How LEVER Supported Her Return

LEVER became the bridge back to full running. It allowed her to:


• Rebuild volume safely
• Manage tendon stress
• Rebuild confidence gradually
• Maintain good mechanics

One session stood out:

Go-To LEVER Workout
3 x 10’ at tempo pace
80–85% body weight supported
Short recoveries

“It gave me effort without strain. It helped my confidence grow again.”

Real Training Progression (from Her Logs)

These are actual LEVER sessions she used while returning:

Week 1 — Reintroducing Running
 Photo #1
Caption: Week 1 — Light cadence work, zero pain tolerance priority.

4% incline + walk warm-up
Short run/walk blocks at 13–15 km/h
~38 minutes of supported running

Mid-September — Steady Tempo Rebuild
Photo #2
Caption: Extending time on feet while keeping tendon load controlled.

1% incline
10' @ 12 km/h warmup
4 x 10’ @ 14 km/h w/ 2’ walk recoveries

Late September — Controlled Variation + Durability
Photo #3
Caption: Volume came first.
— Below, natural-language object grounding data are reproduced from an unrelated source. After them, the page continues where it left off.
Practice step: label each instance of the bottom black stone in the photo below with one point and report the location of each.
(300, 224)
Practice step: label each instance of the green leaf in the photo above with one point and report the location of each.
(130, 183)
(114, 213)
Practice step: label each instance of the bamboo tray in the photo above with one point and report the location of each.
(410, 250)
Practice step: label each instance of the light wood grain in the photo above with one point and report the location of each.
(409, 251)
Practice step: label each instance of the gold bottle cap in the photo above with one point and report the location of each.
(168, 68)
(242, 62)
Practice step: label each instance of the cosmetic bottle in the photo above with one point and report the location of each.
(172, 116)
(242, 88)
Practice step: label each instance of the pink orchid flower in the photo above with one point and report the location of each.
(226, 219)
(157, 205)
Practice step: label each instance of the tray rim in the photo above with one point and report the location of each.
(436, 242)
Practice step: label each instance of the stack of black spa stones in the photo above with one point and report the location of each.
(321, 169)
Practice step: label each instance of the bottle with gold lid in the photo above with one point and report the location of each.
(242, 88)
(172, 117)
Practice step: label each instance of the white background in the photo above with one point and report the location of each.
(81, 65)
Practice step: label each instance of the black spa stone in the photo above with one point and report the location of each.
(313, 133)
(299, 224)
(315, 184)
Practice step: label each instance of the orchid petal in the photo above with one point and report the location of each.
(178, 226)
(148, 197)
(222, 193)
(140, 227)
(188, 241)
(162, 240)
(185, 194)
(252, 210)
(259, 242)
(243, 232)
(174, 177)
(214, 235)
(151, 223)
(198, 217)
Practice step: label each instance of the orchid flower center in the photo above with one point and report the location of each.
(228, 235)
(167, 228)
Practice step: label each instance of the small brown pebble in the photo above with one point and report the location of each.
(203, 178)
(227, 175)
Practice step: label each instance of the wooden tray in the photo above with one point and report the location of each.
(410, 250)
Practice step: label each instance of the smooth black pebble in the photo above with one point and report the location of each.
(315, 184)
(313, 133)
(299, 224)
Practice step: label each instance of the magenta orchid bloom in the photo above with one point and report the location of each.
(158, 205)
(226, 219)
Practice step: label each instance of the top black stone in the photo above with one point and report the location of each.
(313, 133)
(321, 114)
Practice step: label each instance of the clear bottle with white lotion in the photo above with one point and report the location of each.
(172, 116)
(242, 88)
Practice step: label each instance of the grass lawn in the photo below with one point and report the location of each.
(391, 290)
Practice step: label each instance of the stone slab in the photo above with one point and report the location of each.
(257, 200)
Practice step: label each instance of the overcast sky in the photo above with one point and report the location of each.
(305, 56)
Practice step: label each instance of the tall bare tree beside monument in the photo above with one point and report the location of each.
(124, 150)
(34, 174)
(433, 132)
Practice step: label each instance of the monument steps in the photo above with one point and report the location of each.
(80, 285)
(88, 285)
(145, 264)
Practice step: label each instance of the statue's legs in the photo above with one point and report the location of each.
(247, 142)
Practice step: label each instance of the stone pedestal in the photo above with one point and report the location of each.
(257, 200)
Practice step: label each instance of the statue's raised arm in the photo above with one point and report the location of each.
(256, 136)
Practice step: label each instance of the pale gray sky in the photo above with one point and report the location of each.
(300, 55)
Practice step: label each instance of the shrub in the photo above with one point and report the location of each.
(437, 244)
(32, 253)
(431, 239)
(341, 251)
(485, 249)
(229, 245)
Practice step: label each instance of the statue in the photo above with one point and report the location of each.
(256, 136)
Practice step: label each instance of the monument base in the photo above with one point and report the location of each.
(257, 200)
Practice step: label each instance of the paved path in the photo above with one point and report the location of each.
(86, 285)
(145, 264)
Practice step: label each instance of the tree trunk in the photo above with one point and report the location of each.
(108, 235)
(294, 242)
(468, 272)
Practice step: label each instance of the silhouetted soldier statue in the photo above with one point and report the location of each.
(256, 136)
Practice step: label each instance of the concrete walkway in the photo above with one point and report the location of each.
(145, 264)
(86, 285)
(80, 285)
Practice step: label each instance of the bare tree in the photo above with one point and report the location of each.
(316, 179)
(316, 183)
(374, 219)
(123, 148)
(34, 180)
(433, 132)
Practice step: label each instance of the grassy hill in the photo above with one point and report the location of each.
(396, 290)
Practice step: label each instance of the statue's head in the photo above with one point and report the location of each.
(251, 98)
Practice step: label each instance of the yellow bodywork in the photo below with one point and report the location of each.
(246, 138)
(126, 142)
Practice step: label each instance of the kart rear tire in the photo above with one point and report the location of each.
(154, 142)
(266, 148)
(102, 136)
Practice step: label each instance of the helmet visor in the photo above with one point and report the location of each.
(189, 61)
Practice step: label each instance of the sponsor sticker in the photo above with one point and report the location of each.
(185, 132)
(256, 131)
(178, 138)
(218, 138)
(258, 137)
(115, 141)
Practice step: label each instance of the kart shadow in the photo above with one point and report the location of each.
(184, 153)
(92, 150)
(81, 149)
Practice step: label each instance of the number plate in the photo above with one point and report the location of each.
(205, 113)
Pace came later. Confidence came from consistency.

Alternating controlled blocks of 12–14.5 km/h with walk breaks

October — Race Effort Returns (Still Supported)
Photo #4
Caption: Intensity only returned once movement was stable and pain-free.

10' @ 12 km/h
10 x 2’ @ 16 km/h w/ 1’ walk recoveries
Cool down @ ~14.5 km/h

70.3 Worlds in Spain

Making it to the start line was the accomplishment.

“I’m proud that I never gave up that I kept finding ways to move forward when things didn’t go to plan.”

This race isn't about hitting a PR. It was about proving to herself that she could stay patient, trust her training approach, and show up ready.

“Strength isn’t just finishing fast. It’s showing up no matter what it took to get there.”

This Season Taught Her:

“…patience can be the most powerful form of strength.”

Advice for Any Athlete Working Through Injury

“Healing isn’t linear, but every small step forward still counts.”

Natalia didn’t rush her fitness. She rebuilt it with intention. LEVER helped her make running possible again during a phase where running outdoors wasn’t.

Her journey is a reminder that returning from injury isn’t about forcing progress it’s about creating the conditions for progress to happen.

Consistency, patience, and controlled load built her back to the start line.